Runway for Satellite Services Vision
Epic: Expand Platform Engineering to more runtimes
Objective
Outline a vision of how Satellite Services could be integrated with GitLab, and how Satellite Services could be run for gitlab.com (multi-tenant SaaS), Dedicated (single-tenant SaaS), and by self-managed customers, to create early alignment on the effort’s direction.
Throughout this document, Satellite Services refers to services that may run alongside a GitLab instance. These services may provide additional features, or may optionally run external to the monolith to provide scalability. The AI Gateway is an example of a Satellite Service and will be used for a litmus test of suggested solutions.
The work done on CI Runners and GitLab Dedicated served as an inspiration for this doc. We do want to pass off this prior art as an original idea.
Background
Most of the GitLab platform is implemented in a distributed monolith. However, some functionality is better implemented in satellite services running alongside the monolith. Examples of such functionality are Gitaly, CI Runners, and AI Gateway, and glgo.
As we move services closer to customers and target different user entry points (in-IDE, scheduled runs, add-on services), our expectation is that GitLab is going to encounter more scenarios in where we are best able to meet market demand by building satellite services, achieving horizontal scalability, more modularization / less coupling, fault tolerance, and higher development velocity.
Additionally our long term organizational goal is to increase the “self-service” capabilities of stream aligned teams, i.e. allow developers to create and manage the infrastructure of their services, to increase velocity and remove operational teams as bottlenecks.
In order to meet the changing expectations of the market and deliver AI Gateway, a Platform called “Runway” was created in FY24. Runway used Cloud Run as its first underlying runtime, which is a managed runtime offered by GCP. Cloud Run was chosen due to its low barrier to entry and high-level service management capabilities. Runway has attracted several (internal) users and allowed the dev team to turn up additional regions for AI Gateway by themselves.
Recently, Runway’s reliance on Cloud Run has been identified as a limitation for AI Gateway: many customers have regulatory requirements and chose GitLab specifically because it can be self-managed. Using Cloud Run is undesirable or prohibited to these self-managed customers. Future Satellite Services will likely run into this limitation, too.
This vision outlines a future in which GitLab benefits from a managed platform while enabling self-managed customers to meet their regulatory obligations.
Long Term Vision
Approximately 3–5 years in the future
Self-managed and Dedicated customers can enable a feature, such as AI Code Completion, in the Admin menu of their GitLab instance. When doing so, the UI offers three options:
-
A “GitLab-managed” option. If selected, the GitLab instance uses GitLab Cloud Connector to connect to an instance operated by GitLab.
-
A “GitLab-managed self-hosted” option. Users select a Kubernetes cluster from a drop-down menu, and upon confirming their choices the GitLab instance will turn-up/-down the required backends on the selected Kubernetes cluster.

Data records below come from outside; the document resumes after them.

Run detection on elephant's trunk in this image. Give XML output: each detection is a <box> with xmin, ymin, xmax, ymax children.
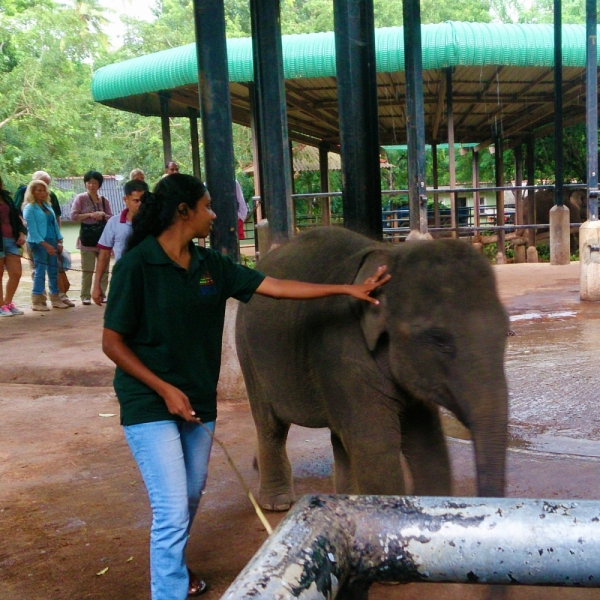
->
<box><xmin>469</xmin><ymin>382</ymin><xmax>508</xmax><ymax>498</ymax></box>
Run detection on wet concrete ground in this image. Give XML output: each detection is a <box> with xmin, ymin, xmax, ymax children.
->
<box><xmin>0</xmin><ymin>263</ymin><xmax>600</xmax><ymax>600</ymax></box>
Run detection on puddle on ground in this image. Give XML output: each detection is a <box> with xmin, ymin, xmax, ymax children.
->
<box><xmin>509</xmin><ymin>310</ymin><xmax>577</xmax><ymax>323</ymax></box>
<box><xmin>442</xmin><ymin>411</ymin><xmax>600</xmax><ymax>458</ymax></box>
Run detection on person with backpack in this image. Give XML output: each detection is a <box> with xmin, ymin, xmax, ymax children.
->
<box><xmin>71</xmin><ymin>171</ymin><xmax>113</xmax><ymax>306</ymax></box>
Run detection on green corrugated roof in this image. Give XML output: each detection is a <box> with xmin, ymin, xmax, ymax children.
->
<box><xmin>92</xmin><ymin>21</ymin><xmax>600</xmax><ymax>102</ymax></box>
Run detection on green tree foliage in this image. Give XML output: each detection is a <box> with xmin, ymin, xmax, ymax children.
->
<box><xmin>0</xmin><ymin>0</ymin><xmax>585</xmax><ymax>204</ymax></box>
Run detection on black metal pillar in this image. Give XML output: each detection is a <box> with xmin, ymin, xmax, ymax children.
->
<box><xmin>554</xmin><ymin>0</ymin><xmax>564</xmax><ymax>206</ymax></box>
<box><xmin>248</xmin><ymin>83</ymin><xmax>266</xmax><ymax>223</ymax></box>
<box><xmin>513</xmin><ymin>144</ymin><xmax>524</xmax><ymax>225</ymax></box>
<box><xmin>494</xmin><ymin>136</ymin><xmax>506</xmax><ymax>264</ymax></box>
<box><xmin>193</xmin><ymin>0</ymin><xmax>240</xmax><ymax>261</ymax></box>
<box><xmin>527</xmin><ymin>135</ymin><xmax>536</xmax><ymax>248</ymax></box>
<box><xmin>585</xmin><ymin>0</ymin><xmax>598</xmax><ymax>221</ymax></box>
<box><xmin>446</xmin><ymin>68</ymin><xmax>458</xmax><ymax>238</ymax></box>
<box><xmin>402</xmin><ymin>0</ymin><xmax>427</xmax><ymax>234</ymax></box>
<box><xmin>319</xmin><ymin>145</ymin><xmax>331</xmax><ymax>225</ymax></box>
<box><xmin>250</xmin><ymin>0</ymin><xmax>293</xmax><ymax>244</ymax></box>
<box><xmin>159</xmin><ymin>92</ymin><xmax>173</xmax><ymax>166</ymax></box>
<box><xmin>333</xmin><ymin>0</ymin><xmax>383</xmax><ymax>239</ymax></box>
<box><xmin>431</xmin><ymin>142</ymin><xmax>440</xmax><ymax>227</ymax></box>
<box><xmin>188</xmin><ymin>106</ymin><xmax>202</xmax><ymax>179</ymax></box>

ℹ️ Under the hood, the GitLab instance uses the GitLab agent for Kubernetes and Flux to manage Kubernetes workloads. A turn-up typically involves creating appropriate registration and access tokens, storing them in Kubernetes Secrets, and instantiating a Helm chart for Flux to pick up. The workload then calls back to GitLab to finalize the registration process.
-
A “self-managed” option. Users are responsible for downloading a Helm chart or container image and running it in any way that works for their organization.
gitlab.com uses the GitLab-managed backend services via Cloud Connector. The GitLab-managed backends use the Runway platform, which ensures uniformity, adherence to best practices, integration with common GitLab infrastructure, and safe and secure deployments.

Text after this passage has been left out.